Carbon taxes are politically unpopular and have failed even where they have been enacted. In Australia, voters rejected a carbon tax that was passed earlier by ensuring the carbon tax politicians were not reelected. Despite opposing a carbon tax during her 2010 campaign, Labor Prime Minister Julia Gillard introduced a carbon tax after she was elected. In 2013, Tony Abbott repealed the carbon tax after campaigning against Gillard and promising that legislation to abolish the carbon tax would be before Parliament within 100 days of his victory.

In November 2016, Washington state voters rejected a carbon tax on a ballot measure known as Initiative 732. In November 2018, Washington State voters rejected a carbon tax again on ballot measure Initiative 1631.
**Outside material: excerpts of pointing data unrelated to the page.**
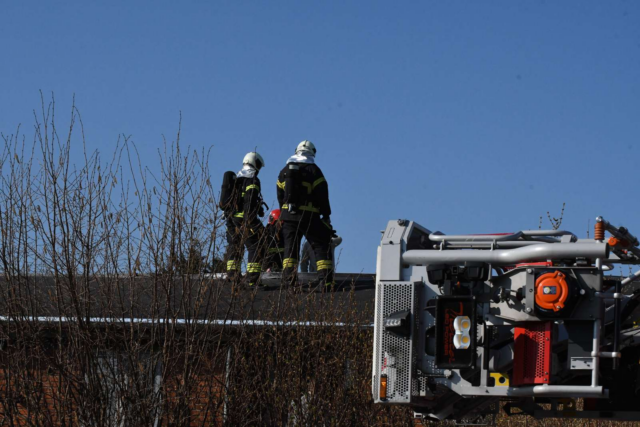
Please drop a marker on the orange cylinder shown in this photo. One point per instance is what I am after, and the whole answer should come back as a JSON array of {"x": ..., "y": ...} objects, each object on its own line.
[
  {"x": 598, "y": 233},
  {"x": 552, "y": 291}
]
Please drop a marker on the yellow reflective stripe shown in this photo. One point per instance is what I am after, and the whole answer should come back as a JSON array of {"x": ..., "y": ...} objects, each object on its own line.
[
  {"x": 289, "y": 262},
  {"x": 318, "y": 182},
  {"x": 254, "y": 267},
  {"x": 324, "y": 265},
  {"x": 308, "y": 208}
]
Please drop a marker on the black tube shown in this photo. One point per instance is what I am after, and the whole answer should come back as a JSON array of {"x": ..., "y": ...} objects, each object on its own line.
[{"x": 616, "y": 326}]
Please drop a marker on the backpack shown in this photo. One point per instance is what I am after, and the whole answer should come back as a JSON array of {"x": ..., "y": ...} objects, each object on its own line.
[
  {"x": 228, "y": 195},
  {"x": 292, "y": 190}
]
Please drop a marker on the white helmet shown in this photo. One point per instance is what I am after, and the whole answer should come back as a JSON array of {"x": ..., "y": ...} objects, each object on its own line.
[
  {"x": 254, "y": 159},
  {"x": 306, "y": 146}
]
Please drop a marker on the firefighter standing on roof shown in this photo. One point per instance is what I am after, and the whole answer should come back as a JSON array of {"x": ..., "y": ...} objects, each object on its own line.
[
  {"x": 303, "y": 195},
  {"x": 244, "y": 228}
]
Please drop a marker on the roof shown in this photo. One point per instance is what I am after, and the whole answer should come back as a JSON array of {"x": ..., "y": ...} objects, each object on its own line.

In December 2018, France suspended a carbon tax increase that was supposed to take place on January 1, 2019. A steep increase in the fuel and diesel tax was set to take effect as part of President Emmanuel Macron’s stated goal of reducing carbon dioxide emissions. The diesel tax was set to rise by 6.5 cents per liter, and the fuel tax was set to rise by 2.9 cents per liter, which was on top of the carbon tax hikes that took effect on January 1, 2018–a tax hike of 7.6 cents per liter on diesel and a hike of 3.9 cents per liter of fuel. The carbon tax increases sparked the Yellow Vest movement, which led to Macron’s suspension of the 2019 tax hikes.

Conclusion

Biden’s plan to reach economy-wide net-zero emissions by 2050 is a non-starter. While his website isn’t advertising that the mechanism would be a tax on fossil fuels, that is precisely what it would be, which will increase the cost of transportation, raise electricity rates, increase the cost of cooling and heating homes, and generally increase the cost of living. Americans are facing economic hardships now because of the lockdowns caused by the coronavirus pandemic. Planning and campaigning on increasing energy costs during this period of economic harm should set off alarm bells. But the Biden campaign hides the details from the public. Americans should be aware of what the Australians went through a decade ago and what Canadians are facing today.